Question: Why Standard deviation varies with clipping value? Why higher IPS often accompanies with higher Standard deviation?

Review what I am doing

What I am doing is training a network $\sigma$ to minimize the loss function (If clipping is applied)

$$-\min\{\frac{1}{p}, c\}\left[ y \cdot \log \sigma(x) + (1 - y) \cdot \log (1 - \sigma(x)) \right],$$

An important point is that $y$ is whether this Ad is clicked, instead of whether this Ad is chosen to display. This is the difference between banditNet and my net.

Then, we use our network $\sigma_{\bar{w}}$ to estimate the probability of clicking of a given Ad, and use this propensity as the propensity to display this Ad.

This is based on an assumption that $\pi_0$ will always choose Ads with high CTR (reward) to display.

If this assumption is true (of course true), then the IPS:

$$IPS = \frac{10^4}{n^+ + 10n^-}\sum\delta\frac{\frac{score(\hat{x})}{\sum score(x_i)}}{\pi_0}$$

will be maximized. This is how my net works.
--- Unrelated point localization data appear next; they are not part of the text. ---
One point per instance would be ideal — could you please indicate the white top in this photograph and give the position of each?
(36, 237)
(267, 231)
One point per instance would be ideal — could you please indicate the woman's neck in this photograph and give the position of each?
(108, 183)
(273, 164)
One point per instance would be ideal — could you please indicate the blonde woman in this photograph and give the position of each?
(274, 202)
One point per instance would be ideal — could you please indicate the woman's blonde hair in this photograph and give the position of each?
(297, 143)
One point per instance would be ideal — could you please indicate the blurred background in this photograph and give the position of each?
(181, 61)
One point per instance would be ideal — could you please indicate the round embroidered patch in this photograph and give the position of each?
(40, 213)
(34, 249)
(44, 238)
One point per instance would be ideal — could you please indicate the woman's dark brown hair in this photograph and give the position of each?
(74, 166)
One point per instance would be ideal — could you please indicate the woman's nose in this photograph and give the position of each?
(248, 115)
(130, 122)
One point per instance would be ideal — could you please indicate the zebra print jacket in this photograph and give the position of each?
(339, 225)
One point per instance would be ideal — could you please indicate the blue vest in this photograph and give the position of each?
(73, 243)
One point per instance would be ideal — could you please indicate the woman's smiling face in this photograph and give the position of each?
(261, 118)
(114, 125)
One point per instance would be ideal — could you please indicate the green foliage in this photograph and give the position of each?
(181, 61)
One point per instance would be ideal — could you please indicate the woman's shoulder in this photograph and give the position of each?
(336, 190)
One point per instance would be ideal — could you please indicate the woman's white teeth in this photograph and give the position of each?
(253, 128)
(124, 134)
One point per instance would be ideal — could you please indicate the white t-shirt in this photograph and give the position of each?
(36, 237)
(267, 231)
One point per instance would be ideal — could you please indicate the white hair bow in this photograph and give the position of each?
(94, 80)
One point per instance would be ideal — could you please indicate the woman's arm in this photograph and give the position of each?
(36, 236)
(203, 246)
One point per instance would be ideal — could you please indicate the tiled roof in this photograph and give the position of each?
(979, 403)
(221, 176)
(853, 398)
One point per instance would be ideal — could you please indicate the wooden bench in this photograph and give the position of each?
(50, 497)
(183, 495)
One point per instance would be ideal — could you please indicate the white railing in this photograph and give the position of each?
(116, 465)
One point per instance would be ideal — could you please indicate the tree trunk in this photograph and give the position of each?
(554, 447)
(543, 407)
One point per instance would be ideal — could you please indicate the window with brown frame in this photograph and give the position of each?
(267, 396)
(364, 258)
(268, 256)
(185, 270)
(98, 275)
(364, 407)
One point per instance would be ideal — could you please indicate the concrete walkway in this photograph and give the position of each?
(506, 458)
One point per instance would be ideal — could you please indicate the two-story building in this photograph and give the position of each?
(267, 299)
Question: Why do we need to add $\min\{\frac{1}{p}, c\}$ before our BCE loss fuction? Why will this contribute to CTR prediction?

In the banditNet settings, the network will directly calculate propensity for each candidate, or $\pi_w$, then directly maximize the IPS / SNIPS or minimize its Lagrangian.

$$IPS = \frac{1}{n}\sum\delta\frac{\pi_w}{\pi_0}$$

What’s the best clipping value?

According to the diagram drawn in the beginning, the best clipping value is around $30$ ~ $50$. The percentage of clipped propensities are about $30\%$ ~ $45\%$.

Question: Will $30\%$ ~ $45\%$ always be the best percentage? How to find the relationship between the best clipping value and the distribution of propensity?

Question: Is it true that the more propensities are clipped, the larger bias is and the smaller variance is? What’s the relation between bias-variance-tradeoff and clipping method?

Question: Is there better way to find the best clipping value without grid search?